20 APRIL 2016

Bertanya: " Bukankah hujan selalu menyedihkan? Masih saja terlarut aku dalam duka ku. Sedangkan  terjaga menunggu ikhlas yang ku nantikan tak ayal datang. Layaknya hujan, kucoba lepaskan dan biarkan kesah ku ditelan waktu. Sayangnya tak sedikitpun ikhlas itu membias. Hanya berbentuk gumpalan air keruh kecoklatan yang menanti matahari terik agar hilang tanpa sisa".

Menjawab:  "Hujan untuk ku berbeda. Tak sedikitpun luka dalam hujan ku. Hanya tentang secuil cerita tentang teduh bersama disatu payung. Tentang sapaan yang hangat dan keterbukaan hati untuk menerima gairah. Semakin hujan deras, semakin ku terlarut dalam lindungan payung. Menuntun ku melangkah menyeberangi jalanan basah. Sampai pada akhirnya mengantarkan pada jalanku".
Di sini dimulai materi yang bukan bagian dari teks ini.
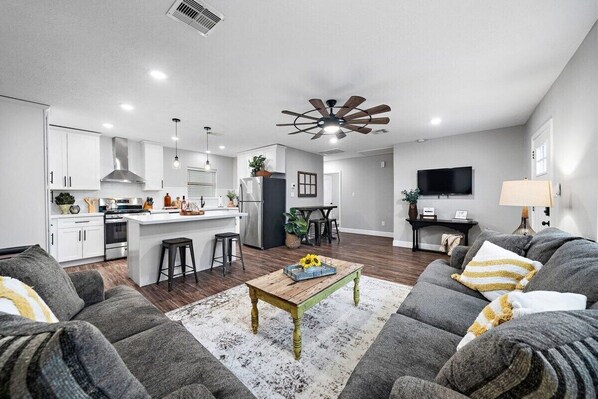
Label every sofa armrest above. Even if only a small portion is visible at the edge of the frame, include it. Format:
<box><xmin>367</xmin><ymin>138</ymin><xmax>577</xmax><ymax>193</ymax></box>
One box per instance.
<box><xmin>389</xmin><ymin>377</ymin><xmax>469</xmax><ymax>399</ymax></box>
<box><xmin>163</xmin><ymin>384</ymin><xmax>215</xmax><ymax>399</ymax></box>
<box><xmin>68</xmin><ymin>270</ymin><xmax>104</xmax><ymax>306</ymax></box>
<box><xmin>449</xmin><ymin>245</ymin><xmax>470</xmax><ymax>270</ymax></box>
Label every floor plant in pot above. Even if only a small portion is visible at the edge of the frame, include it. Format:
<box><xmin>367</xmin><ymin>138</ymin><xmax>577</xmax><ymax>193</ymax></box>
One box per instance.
<box><xmin>54</xmin><ymin>193</ymin><xmax>75</xmax><ymax>215</ymax></box>
<box><xmin>284</xmin><ymin>208</ymin><xmax>307</xmax><ymax>249</ymax></box>
<box><xmin>401</xmin><ymin>188</ymin><xmax>420</xmax><ymax>220</ymax></box>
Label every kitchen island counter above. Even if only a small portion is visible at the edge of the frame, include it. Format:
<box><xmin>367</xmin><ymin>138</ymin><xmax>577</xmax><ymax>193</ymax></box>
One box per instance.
<box><xmin>127</xmin><ymin>210</ymin><xmax>247</xmax><ymax>289</ymax></box>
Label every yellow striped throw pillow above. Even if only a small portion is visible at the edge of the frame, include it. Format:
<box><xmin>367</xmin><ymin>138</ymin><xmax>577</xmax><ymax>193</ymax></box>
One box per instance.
<box><xmin>0</xmin><ymin>276</ymin><xmax>58</xmax><ymax>323</ymax></box>
<box><xmin>451</xmin><ymin>241</ymin><xmax>542</xmax><ymax>301</ymax></box>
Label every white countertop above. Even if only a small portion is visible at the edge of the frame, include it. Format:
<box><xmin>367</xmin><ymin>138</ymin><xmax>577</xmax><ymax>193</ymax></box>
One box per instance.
<box><xmin>125</xmin><ymin>212</ymin><xmax>247</xmax><ymax>225</ymax></box>
<box><xmin>50</xmin><ymin>212</ymin><xmax>104</xmax><ymax>219</ymax></box>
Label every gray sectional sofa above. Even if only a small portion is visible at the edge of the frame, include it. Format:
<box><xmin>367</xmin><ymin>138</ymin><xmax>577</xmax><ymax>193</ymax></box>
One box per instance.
<box><xmin>340</xmin><ymin>228</ymin><xmax>598</xmax><ymax>399</ymax></box>
<box><xmin>0</xmin><ymin>246</ymin><xmax>254</xmax><ymax>399</ymax></box>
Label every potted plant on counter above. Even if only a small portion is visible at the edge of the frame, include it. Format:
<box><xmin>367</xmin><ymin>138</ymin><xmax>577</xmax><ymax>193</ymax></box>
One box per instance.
<box><xmin>401</xmin><ymin>188</ymin><xmax>419</xmax><ymax>220</ymax></box>
<box><xmin>249</xmin><ymin>155</ymin><xmax>272</xmax><ymax>177</ymax></box>
<box><xmin>284</xmin><ymin>208</ymin><xmax>307</xmax><ymax>249</ymax></box>
<box><xmin>54</xmin><ymin>193</ymin><xmax>75</xmax><ymax>215</ymax></box>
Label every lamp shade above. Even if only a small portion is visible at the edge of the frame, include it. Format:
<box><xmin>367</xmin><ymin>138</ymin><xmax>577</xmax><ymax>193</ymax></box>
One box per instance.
<box><xmin>499</xmin><ymin>179</ymin><xmax>552</xmax><ymax>207</ymax></box>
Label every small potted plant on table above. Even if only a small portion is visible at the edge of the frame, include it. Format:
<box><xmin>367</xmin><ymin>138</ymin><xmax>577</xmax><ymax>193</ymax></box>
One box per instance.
<box><xmin>284</xmin><ymin>208</ymin><xmax>307</xmax><ymax>249</ymax></box>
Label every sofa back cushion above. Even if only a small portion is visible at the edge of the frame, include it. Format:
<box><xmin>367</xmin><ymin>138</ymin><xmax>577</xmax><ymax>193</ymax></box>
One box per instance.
<box><xmin>436</xmin><ymin>310</ymin><xmax>598</xmax><ymax>399</ymax></box>
<box><xmin>461</xmin><ymin>230</ymin><xmax>531</xmax><ymax>269</ymax></box>
<box><xmin>526</xmin><ymin>227</ymin><xmax>581</xmax><ymax>265</ymax></box>
<box><xmin>0</xmin><ymin>245</ymin><xmax>85</xmax><ymax>321</ymax></box>
<box><xmin>524</xmin><ymin>240</ymin><xmax>598</xmax><ymax>305</ymax></box>
<box><xmin>0</xmin><ymin>313</ymin><xmax>149</xmax><ymax>399</ymax></box>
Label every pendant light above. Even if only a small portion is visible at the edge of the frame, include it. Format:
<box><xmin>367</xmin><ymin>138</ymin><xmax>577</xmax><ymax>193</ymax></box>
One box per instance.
<box><xmin>172</xmin><ymin>118</ymin><xmax>181</xmax><ymax>169</ymax></box>
<box><xmin>204</xmin><ymin>126</ymin><xmax>212</xmax><ymax>170</ymax></box>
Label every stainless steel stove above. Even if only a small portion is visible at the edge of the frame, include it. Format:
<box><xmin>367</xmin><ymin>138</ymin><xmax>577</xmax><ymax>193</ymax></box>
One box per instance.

Bertanya: "Lantas payung tedung yang kau tumpangi? "

Menjawab:  "Payung itu harus ku lipat dan kutinggal. Hujan membawaku pada cerita payung. Awalnya aku berpikir ini adalah perjalanan tersejuk melewati guyuran air langit bersama. Berlindung dalam keterbatasan dan saling memberi tempat agar tetap terjaga kering. Tapi kau tahu? Payung itu harus kulipat dan kutinggal. Dia mengantarkan ku kepada kehangatan. Payung mengantarkan ku kepada matahari dan berbisik, saatnya mengeringkan hati".

Bertanya:  "Bukankah itu menyakitkan?"

Menjawab:  "Kau pun tahu itu. Tapi tak selamanya pun hujan. Ini hanya masalah waktu. Menunggu terik untuk mengeringkan hati. Kau harus percaya itu".

Bertanya:  "Bukankah menunggu itu juga menyedihkan?"